Marriage is a contract – much like one with your cell phone company. But what if we treated it more like the contract that it is?
I’ve been married twice, and both times I went into it with a lot of hope and enthusiasm. Both times, I planned to remain married to this person forever and ever, amen. And both times, I didn’t. Both times, I was the instigator in the divorce.
I reflect on that often, and wonder how much we as a couple failed, and how much was a failure of the institution of marriage itself. Is marriage essentially flawed, or am I?
The word contract is used to describe both marriage and business, with one big difference; we go into marriage with a naïve, “YES! Whatever, forever! Love conquers all!” Yet we enter our relationships with our cell phone companies with multi-page documents. We start a relationship with our mortgage holder with at least a thirty-page document.
People sign agreements with employers committing to binding arbitration and non-competition clauses, but we place our happiness in trust based on unspecified faith in love. I can’t be the only one who thinks that maybe we need to put as much thought into the marriage contract as we do all the other contracts in our lives.
Marriage is about unspoken assumptions, and the failure of many marriages is based on people having different assumptions as to what constitutes appropriate behavior. There’s an old adage, “Men marry women hoping that they will never change, but women marry men hoping to change them,” and in many cases I think this is true, but I don’t think either view is entirely correct.
People aren’t static; we change and grow, as well we should, but what about how that affects the marriage? Do we have a right to assume the person we marry will remain the person we fell in love with, even ten, twenty, thirty years down the road?

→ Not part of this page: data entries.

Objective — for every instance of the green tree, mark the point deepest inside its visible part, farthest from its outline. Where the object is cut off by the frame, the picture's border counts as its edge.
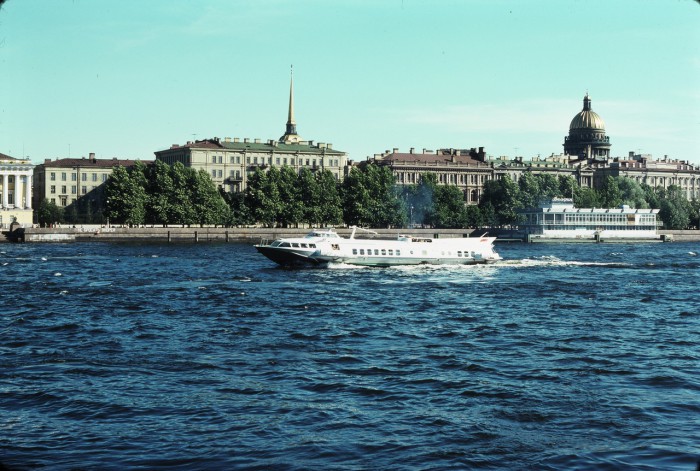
(310, 194)
(49, 213)
(356, 198)
(675, 211)
(610, 194)
(329, 200)
(125, 195)
(449, 207)
(529, 190)
(502, 195)
(631, 193)
(208, 205)
(585, 197)
(238, 214)
(549, 186)
(567, 186)
(291, 208)
(474, 217)
(159, 188)
(262, 197)
(182, 209)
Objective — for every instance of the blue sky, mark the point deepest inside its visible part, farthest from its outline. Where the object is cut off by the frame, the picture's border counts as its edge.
(124, 79)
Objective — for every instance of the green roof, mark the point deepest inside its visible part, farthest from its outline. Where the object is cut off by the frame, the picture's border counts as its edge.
(279, 147)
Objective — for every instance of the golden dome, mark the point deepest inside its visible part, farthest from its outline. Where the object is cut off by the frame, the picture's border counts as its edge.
(587, 119)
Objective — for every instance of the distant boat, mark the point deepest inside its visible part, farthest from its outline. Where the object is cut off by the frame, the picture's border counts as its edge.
(326, 246)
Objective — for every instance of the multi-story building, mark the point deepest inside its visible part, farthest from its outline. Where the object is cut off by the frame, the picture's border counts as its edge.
(655, 173)
(586, 158)
(231, 161)
(587, 139)
(64, 181)
(16, 183)
(464, 168)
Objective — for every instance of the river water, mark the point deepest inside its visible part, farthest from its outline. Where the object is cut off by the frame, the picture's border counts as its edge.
(208, 356)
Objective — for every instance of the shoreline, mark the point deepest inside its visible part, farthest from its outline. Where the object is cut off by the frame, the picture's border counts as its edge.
(255, 234)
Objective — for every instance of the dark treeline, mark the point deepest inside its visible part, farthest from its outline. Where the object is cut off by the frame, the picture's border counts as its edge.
(161, 194)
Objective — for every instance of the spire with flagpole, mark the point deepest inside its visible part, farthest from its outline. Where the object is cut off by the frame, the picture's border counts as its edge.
(291, 136)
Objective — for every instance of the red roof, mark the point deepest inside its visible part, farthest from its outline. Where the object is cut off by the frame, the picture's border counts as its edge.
(85, 162)
(431, 158)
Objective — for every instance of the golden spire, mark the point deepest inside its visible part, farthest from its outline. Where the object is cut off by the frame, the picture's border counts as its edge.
(290, 136)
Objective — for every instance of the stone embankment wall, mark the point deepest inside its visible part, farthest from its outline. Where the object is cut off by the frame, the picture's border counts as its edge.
(240, 234)
(201, 234)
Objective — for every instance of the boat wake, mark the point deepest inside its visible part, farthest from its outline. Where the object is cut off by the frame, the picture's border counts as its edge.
(551, 261)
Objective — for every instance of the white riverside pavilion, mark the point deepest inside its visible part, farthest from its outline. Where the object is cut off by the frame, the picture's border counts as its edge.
(16, 180)
(559, 219)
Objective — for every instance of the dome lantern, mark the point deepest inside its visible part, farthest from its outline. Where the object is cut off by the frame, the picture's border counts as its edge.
(587, 138)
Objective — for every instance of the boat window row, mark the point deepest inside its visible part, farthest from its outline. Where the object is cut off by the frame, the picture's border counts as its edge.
(297, 245)
(377, 252)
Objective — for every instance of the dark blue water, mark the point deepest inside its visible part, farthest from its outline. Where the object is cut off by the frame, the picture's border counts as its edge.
(210, 357)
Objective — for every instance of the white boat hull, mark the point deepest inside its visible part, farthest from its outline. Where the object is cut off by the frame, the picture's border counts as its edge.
(324, 247)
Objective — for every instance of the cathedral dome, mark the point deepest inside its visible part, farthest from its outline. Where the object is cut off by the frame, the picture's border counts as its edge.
(587, 119)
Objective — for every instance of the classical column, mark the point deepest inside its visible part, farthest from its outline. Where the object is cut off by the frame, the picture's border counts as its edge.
(28, 192)
(17, 193)
(5, 185)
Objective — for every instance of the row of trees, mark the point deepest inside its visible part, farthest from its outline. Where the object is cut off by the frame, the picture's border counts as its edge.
(368, 196)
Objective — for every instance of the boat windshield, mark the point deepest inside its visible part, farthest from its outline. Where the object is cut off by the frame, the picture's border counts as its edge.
(326, 234)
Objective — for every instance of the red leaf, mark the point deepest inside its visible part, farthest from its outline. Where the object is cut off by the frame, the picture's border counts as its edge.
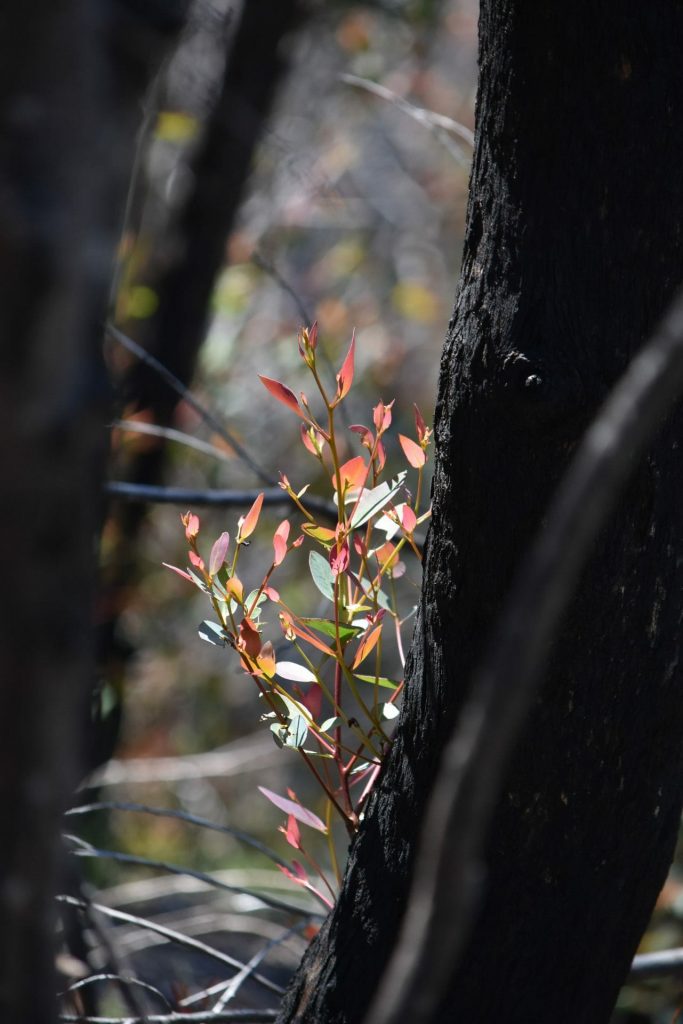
(235, 589)
(292, 833)
(311, 439)
(250, 639)
(302, 814)
(366, 434)
(218, 553)
(197, 561)
(339, 558)
(312, 699)
(345, 375)
(247, 524)
(181, 572)
(408, 518)
(413, 452)
(280, 542)
(367, 645)
(266, 659)
(420, 424)
(292, 630)
(353, 473)
(382, 417)
(282, 393)
(191, 524)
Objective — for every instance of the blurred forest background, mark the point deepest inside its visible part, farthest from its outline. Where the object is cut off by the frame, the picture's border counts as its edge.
(352, 214)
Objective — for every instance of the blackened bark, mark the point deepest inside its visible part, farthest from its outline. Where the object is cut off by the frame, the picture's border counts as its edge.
(60, 67)
(51, 440)
(573, 249)
(253, 72)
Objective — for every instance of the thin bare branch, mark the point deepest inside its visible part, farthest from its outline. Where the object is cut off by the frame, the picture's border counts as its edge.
(204, 1017)
(658, 965)
(170, 434)
(243, 756)
(168, 933)
(120, 979)
(169, 812)
(442, 126)
(85, 850)
(449, 867)
(208, 417)
(214, 498)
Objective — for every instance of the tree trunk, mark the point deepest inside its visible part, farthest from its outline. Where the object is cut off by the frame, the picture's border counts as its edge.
(55, 252)
(51, 434)
(573, 249)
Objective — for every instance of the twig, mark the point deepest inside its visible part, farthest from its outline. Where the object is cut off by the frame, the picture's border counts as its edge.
(247, 755)
(437, 123)
(233, 986)
(119, 979)
(184, 392)
(203, 1017)
(169, 812)
(128, 991)
(259, 260)
(212, 498)
(442, 898)
(658, 965)
(170, 434)
(86, 850)
(172, 936)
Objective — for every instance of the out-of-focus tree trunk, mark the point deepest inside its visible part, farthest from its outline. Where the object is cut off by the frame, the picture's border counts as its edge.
(573, 250)
(55, 246)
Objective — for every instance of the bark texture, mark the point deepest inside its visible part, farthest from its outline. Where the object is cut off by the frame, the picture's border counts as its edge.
(51, 433)
(573, 250)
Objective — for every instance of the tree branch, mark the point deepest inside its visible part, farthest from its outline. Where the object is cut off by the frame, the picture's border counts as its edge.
(449, 867)
(213, 498)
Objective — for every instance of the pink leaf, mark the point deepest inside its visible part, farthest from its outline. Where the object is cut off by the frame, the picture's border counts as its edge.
(247, 524)
(408, 518)
(181, 572)
(250, 640)
(197, 561)
(420, 424)
(218, 552)
(292, 834)
(302, 814)
(191, 524)
(366, 434)
(282, 393)
(339, 558)
(413, 452)
(353, 473)
(312, 700)
(345, 375)
(367, 645)
(280, 542)
(382, 417)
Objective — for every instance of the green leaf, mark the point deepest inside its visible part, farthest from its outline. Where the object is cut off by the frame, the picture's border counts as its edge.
(322, 574)
(213, 633)
(376, 500)
(198, 581)
(382, 681)
(328, 627)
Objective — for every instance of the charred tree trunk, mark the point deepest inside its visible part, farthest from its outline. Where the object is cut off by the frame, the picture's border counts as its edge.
(60, 65)
(51, 454)
(573, 250)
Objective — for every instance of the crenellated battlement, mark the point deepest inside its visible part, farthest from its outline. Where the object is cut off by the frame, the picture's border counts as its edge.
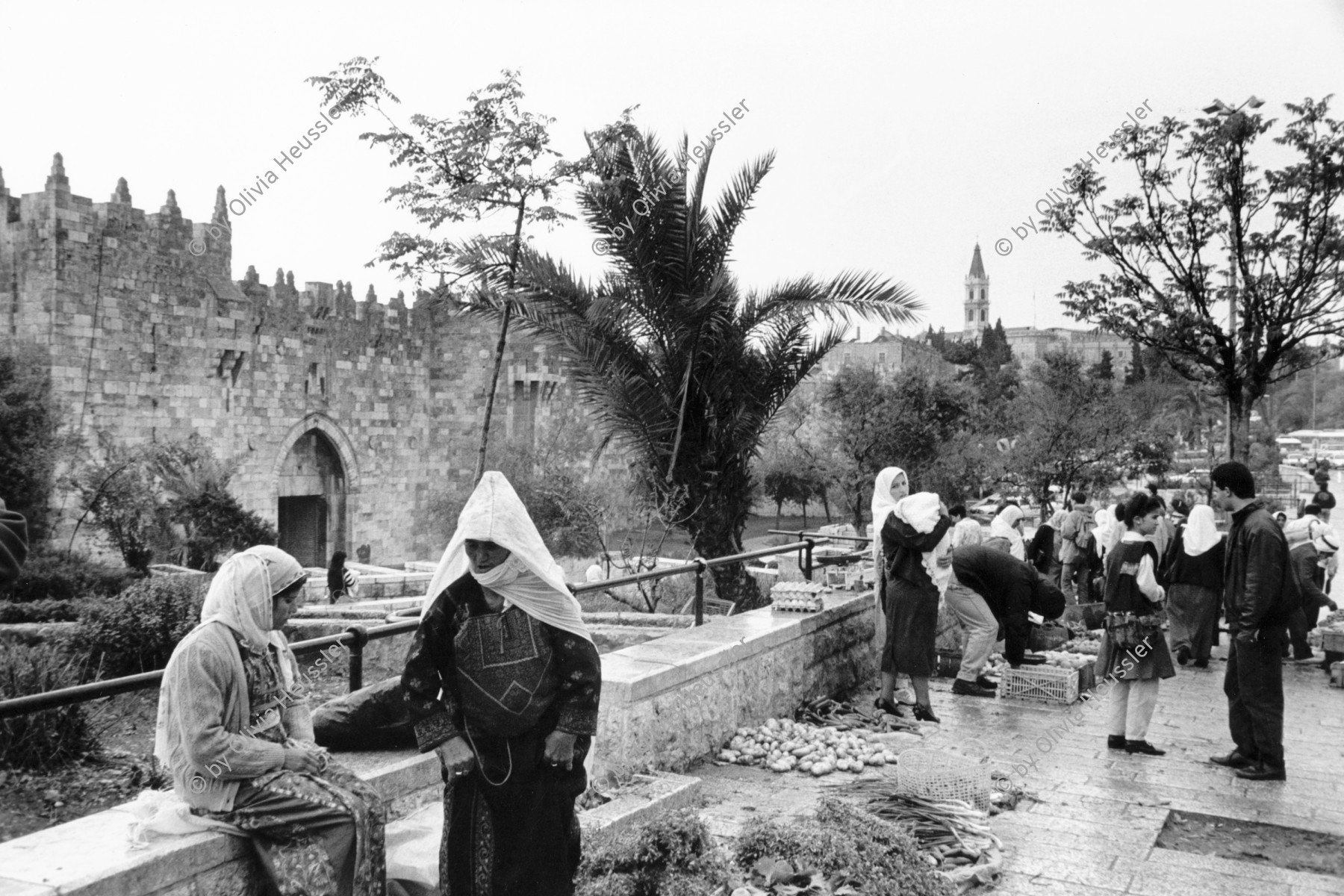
(149, 337)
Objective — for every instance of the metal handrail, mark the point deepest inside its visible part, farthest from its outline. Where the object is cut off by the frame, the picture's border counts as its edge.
(818, 535)
(358, 635)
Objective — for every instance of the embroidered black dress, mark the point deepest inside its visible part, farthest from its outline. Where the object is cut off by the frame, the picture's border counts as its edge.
(507, 682)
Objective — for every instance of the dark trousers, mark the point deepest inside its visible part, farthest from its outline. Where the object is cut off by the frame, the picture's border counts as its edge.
(1254, 688)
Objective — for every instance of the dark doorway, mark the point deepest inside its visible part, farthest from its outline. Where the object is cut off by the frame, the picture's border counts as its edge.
(312, 500)
(302, 528)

Marriage as an institution is in trouble. Half of them end in divorce. Heck, I personally have increased the divorce rate in the country by twice my fair share. I am not purporting to be an expert on marriage, but perhaps marriage needs to change with the times.
Perhaps, when we write our vows, we need to think a little bit more about practicalities and less about abstract love. For example, it’s pretty common to pledge monogamy, but how does that actually work? What constitutes cheating? Can the woman read erotica? Can the man watch porn? Is online chatting the same as cheating? What if the woman kisses a girl? How much sex does each partner expect? Under what circumstances can that change? How will each partner deal with potential changes? It seems like common sense, and I am sure all couples talk about these nuances before marriage, but maybe writing it down would help keep everyone on the same page.
I may sound cold, but when you realize that most serious ruptures in marriages are from a failure to communicate properly, perhaps the best defense of marriage is to be a little less Pollyanna about it.
One would never sign an employment agreement that stated, “I will do whatever work the company feels is necessary, regardless of the hours or toll it takes.” Yet, we form households with vague divisions of labor that are often filled with animosity. No one would ever think to divide out household tasks in their marital agreements, yet that is what most people fight over. I once kicked my husband for not taking out the dog when it was his turn, then pretended I did it in my sleep and had no idea what he was talking about. Is that direct communication? No!
What would have happened if we had a clearly written document that detailed our expectations, including time spent with friends and family, managing disposable income, division of work, and raising children? What do you love best about your mate? How can you ensure that part of them doesn’t change?
How will you deal with the times when compromise is necessary, and no one wants to? There was a sitcom once about two friends in business together, and each was given a set number of “insists,” which they could use to dissolve an impasse. What if, in your marriage, you could say, “I’m using my insist!” when things got too heated? (This could only work if each person only had three insists a year.)
What are the “deal-breakers” of your particular marriage? Mental health issues? Drug addiction? Bad behavior? Violence? Being taken for granted? Under what conditions will counseling be insisted on? What if, when you reached an intolerable point in your marriage, instead of saying, “I don’t know what to do,” you had already agreed on what to do?
Personally, I can’t promise to live with someone “till death do us part” without some measure of “unless” involved. I don’t think it’s healthy to give someone a free pass to treat you however they want, or for you to treat them badly either. I think one of the drawbacks of marriage is that it is all too easy to take our partners for granted and stop bringing our best selves to the relationship.
How might that change if you knew you had to re-sign your contract every five years, and your spouse was able to invoke the predetermined dissolution clause with pre-negotiated spousal support and division of assets? Might men and women both try a little harder to be good to one another?
What if you got all of that fighting resolved before you spent thousands of dollars on a wedding? What would life look like if we paid as much attention to the nuts and bolts of forming a household unit as we did to the selection of the DJ for the reception?